A new poll sheds light on some of the most controversial issues facing the state, and shows opinions aren't as divided as some might think.
The survey looked at public opinions on short-term vacation rentals, the Thirty-Meter Telescope, and death with dignity.
When it comes to the Thirty Meter Telescope atop Mauna Kea, 72 percent of likely voters said they supported it.
On the Big Island, 68 percent of residents said they favored it, 15 percent more than two years ago.
"Even on Hawaii Island, support is over 2-to-1 that this is a project that they don't want to see an opportunity lost for local kids there," said Kyle Chock, interim executive director of Pacific Resource Partnership, which conducted the poll.
The survey also looked at short-term vacation rentals.
The vast majority of vacation rental listings are likely illegal and un-taxed, but there is still no clear plan to regulation.

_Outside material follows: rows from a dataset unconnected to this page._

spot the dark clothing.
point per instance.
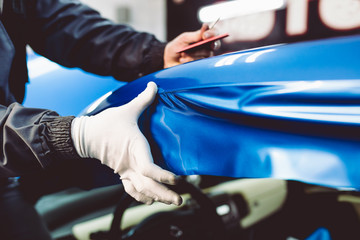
(70, 34)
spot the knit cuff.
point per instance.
(59, 137)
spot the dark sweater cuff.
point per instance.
(59, 138)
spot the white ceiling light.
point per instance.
(237, 8)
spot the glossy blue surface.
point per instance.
(287, 111)
(67, 91)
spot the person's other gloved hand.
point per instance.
(114, 138)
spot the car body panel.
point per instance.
(286, 111)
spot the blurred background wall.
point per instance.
(143, 15)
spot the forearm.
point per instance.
(33, 139)
(75, 35)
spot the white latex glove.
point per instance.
(114, 138)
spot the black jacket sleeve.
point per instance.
(74, 35)
(33, 139)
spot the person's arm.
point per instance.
(33, 139)
(74, 35)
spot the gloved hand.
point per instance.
(114, 138)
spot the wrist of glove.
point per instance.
(113, 137)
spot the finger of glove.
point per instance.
(144, 99)
(155, 190)
(131, 190)
(143, 158)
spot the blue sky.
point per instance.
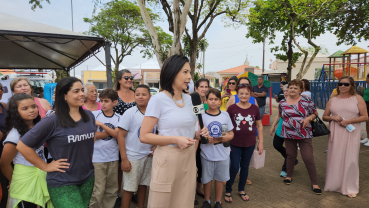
(228, 47)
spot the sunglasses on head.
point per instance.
(345, 84)
(243, 85)
(127, 77)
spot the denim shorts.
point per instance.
(217, 170)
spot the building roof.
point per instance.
(355, 50)
(32, 45)
(151, 64)
(337, 54)
(236, 70)
(103, 68)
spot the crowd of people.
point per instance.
(83, 153)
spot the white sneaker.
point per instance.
(364, 141)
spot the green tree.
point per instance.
(267, 18)
(323, 50)
(203, 44)
(120, 22)
(166, 42)
(202, 15)
(294, 18)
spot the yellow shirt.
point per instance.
(223, 106)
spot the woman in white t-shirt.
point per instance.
(173, 177)
(306, 88)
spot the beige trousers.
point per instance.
(173, 178)
(105, 189)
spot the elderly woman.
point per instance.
(123, 86)
(230, 90)
(297, 112)
(23, 85)
(91, 97)
(347, 108)
(306, 88)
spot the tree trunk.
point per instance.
(193, 54)
(150, 27)
(289, 57)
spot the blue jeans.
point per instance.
(240, 157)
(262, 110)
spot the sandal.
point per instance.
(245, 195)
(229, 198)
(200, 194)
(352, 195)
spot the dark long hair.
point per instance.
(171, 67)
(61, 106)
(14, 119)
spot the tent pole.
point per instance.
(108, 65)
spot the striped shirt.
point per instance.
(292, 115)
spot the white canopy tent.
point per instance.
(30, 45)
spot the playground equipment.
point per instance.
(348, 66)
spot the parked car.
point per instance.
(154, 91)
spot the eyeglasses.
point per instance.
(243, 85)
(345, 84)
(127, 77)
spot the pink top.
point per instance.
(98, 108)
(41, 110)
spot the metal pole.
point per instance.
(262, 70)
(203, 60)
(71, 6)
(109, 78)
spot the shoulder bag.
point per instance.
(319, 128)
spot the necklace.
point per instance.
(179, 105)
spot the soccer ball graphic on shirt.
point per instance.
(215, 129)
(110, 126)
(240, 119)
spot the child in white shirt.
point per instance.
(136, 156)
(106, 152)
(214, 156)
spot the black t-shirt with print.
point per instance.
(75, 144)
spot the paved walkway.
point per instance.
(268, 189)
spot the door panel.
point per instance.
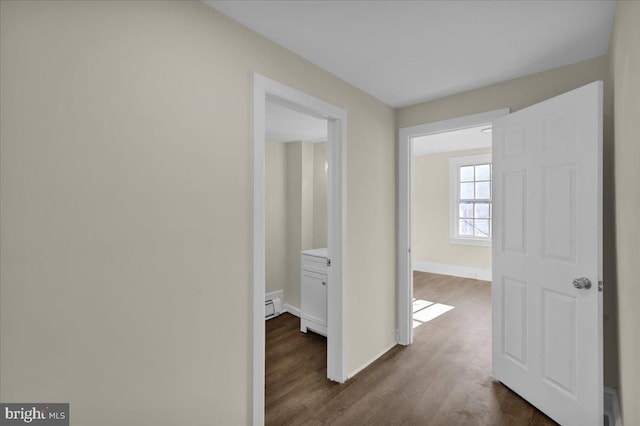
(547, 342)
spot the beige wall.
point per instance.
(520, 93)
(319, 195)
(624, 50)
(430, 204)
(126, 209)
(275, 216)
(299, 157)
(296, 211)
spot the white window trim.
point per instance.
(454, 192)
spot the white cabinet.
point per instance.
(313, 291)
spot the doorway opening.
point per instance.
(269, 91)
(444, 209)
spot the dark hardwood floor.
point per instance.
(444, 378)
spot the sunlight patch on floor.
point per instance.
(424, 311)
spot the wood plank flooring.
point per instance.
(444, 378)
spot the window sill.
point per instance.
(470, 242)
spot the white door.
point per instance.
(547, 332)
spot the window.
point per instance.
(470, 195)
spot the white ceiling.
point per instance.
(455, 140)
(407, 52)
(286, 125)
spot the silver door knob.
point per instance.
(582, 283)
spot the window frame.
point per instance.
(454, 199)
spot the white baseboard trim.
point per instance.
(612, 407)
(293, 311)
(366, 364)
(455, 270)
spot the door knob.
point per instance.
(580, 283)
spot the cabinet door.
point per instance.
(314, 297)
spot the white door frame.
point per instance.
(405, 173)
(266, 89)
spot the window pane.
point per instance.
(466, 174)
(482, 228)
(466, 190)
(482, 211)
(483, 190)
(465, 228)
(466, 210)
(483, 172)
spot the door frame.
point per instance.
(266, 89)
(404, 332)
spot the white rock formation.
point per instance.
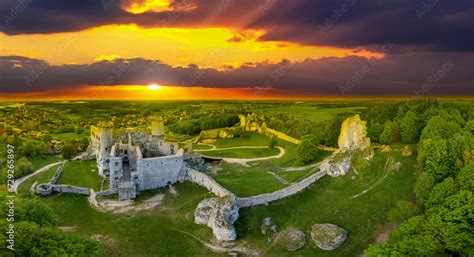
(353, 134)
(219, 214)
(328, 236)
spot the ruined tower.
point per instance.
(157, 126)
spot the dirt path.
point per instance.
(124, 206)
(314, 165)
(19, 181)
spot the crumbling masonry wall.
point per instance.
(282, 193)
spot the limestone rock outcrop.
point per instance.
(328, 236)
(219, 214)
(353, 134)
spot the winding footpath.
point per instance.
(19, 181)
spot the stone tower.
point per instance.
(157, 126)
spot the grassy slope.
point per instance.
(157, 232)
(80, 173)
(242, 152)
(41, 162)
(315, 114)
(328, 201)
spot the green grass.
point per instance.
(46, 176)
(328, 201)
(163, 230)
(243, 152)
(295, 176)
(158, 232)
(201, 147)
(81, 173)
(43, 161)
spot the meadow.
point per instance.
(169, 228)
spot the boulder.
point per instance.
(328, 236)
(219, 214)
(294, 239)
(353, 134)
(407, 151)
(204, 210)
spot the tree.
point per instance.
(409, 128)
(307, 151)
(402, 211)
(68, 151)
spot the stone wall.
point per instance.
(282, 193)
(207, 182)
(159, 171)
(254, 122)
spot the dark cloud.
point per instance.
(427, 25)
(421, 74)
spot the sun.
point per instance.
(154, 87)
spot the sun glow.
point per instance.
(154, 87)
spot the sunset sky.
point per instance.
(235, 49)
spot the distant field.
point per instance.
(81, 173)
(313, 113)
(46, 176)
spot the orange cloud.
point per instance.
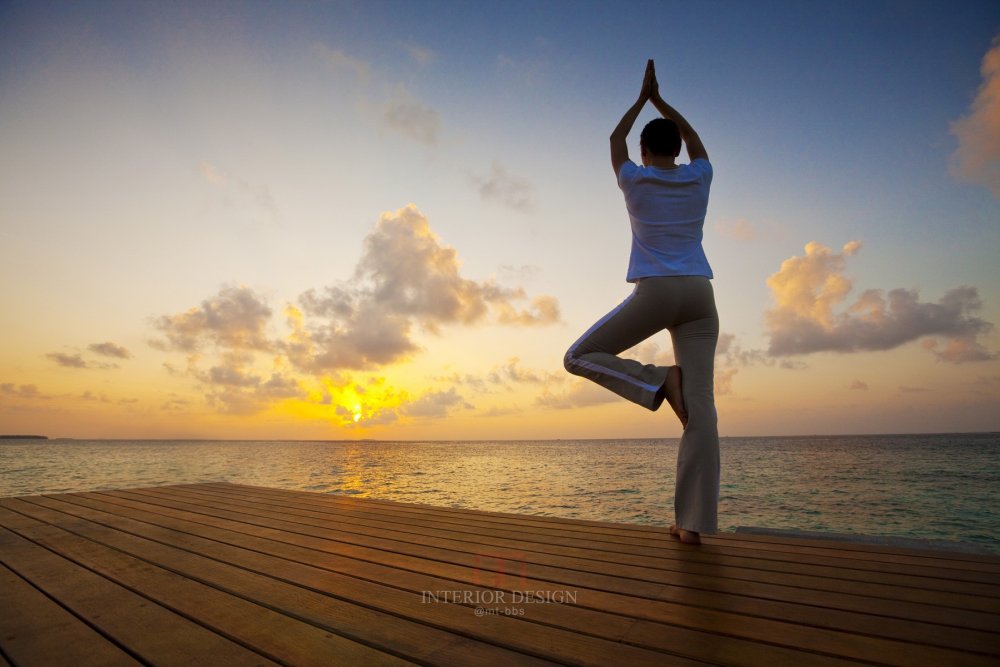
(809, 291)
(977, 158)
(405, 281)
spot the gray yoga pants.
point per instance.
(684, 306)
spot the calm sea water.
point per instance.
(944, 487)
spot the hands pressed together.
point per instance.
(650, 87)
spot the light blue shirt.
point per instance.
(667, 210)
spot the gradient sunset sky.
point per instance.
(390, 220)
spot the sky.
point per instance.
(389, 220)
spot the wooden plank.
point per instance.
(620, 533)
(692, 562)
(31, 620)
(980, 573)
(813, 639)
(263, 630)
(548, 642)
(152, 633)
(810, 613)
(168, 549)
(611, 626)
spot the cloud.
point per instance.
(68, 360)
(808, 290)
(500, 186)
(511, 371)
(977, 158)
(340, 61)
(958, 350)
(580, 394)
(234, 318)
(411, 118)
(110, 349)
(741, 230)
(420, 55)
(436, 404)
(212, 174)
(406, 281)
(236, 193)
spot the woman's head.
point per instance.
(661, 137)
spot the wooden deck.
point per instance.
(223, 574)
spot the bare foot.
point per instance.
(674, 395)
(685, 536)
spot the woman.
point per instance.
(666, 203)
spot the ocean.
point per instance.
(938, 487)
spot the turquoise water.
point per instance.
(944, 487)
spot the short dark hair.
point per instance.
(661, 136)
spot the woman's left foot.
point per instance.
(685, 536)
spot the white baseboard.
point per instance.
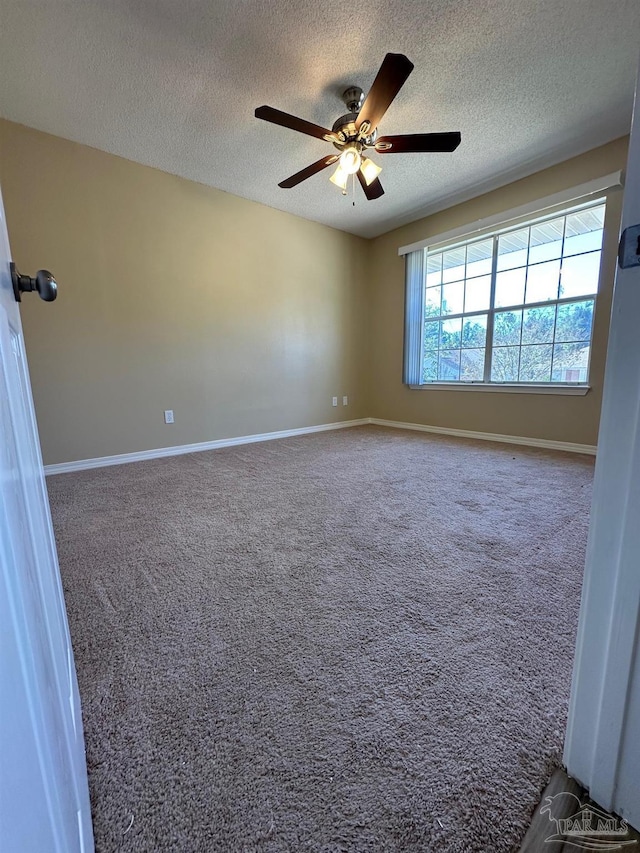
(568, 446)
(122, 458)
(158, 453)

PRP's poll found 49 percent support online vacation rental services, like Airbnb. Some 46 percent said they don't and 75 percent said the state should only collect taxes from online rental sites once officials can ensure all listings are legal.
There are two bills before lawmakers still alive at the state Legislature. The state Senate version would prohibit homeowners from hiding behind the GET license of companies like Airbnb.
The poll also took on another hot button issue -- death with dignity.
The measure didn't even come up for a vote at the state Legislature this session, but PRP's poll shows overwhelming support.
Some 67 percent of voters would allow a terminally ill patient to end their own life. A proposal that the House leadership killed off this year.
And when voters were asked if they thought the state was headed in the right direction 47%, statewide, said no. The entire poll is now posted on our website.
The survey was commissioned by Pacific Resource Partnership, a labor management organization that represents the Hawaii Carpenters Union and all of its unionized contractors.
It's been tracking public opinion on rail and other issues for years.
The poll, conducted by Tulchin Research, included 800 likely voters.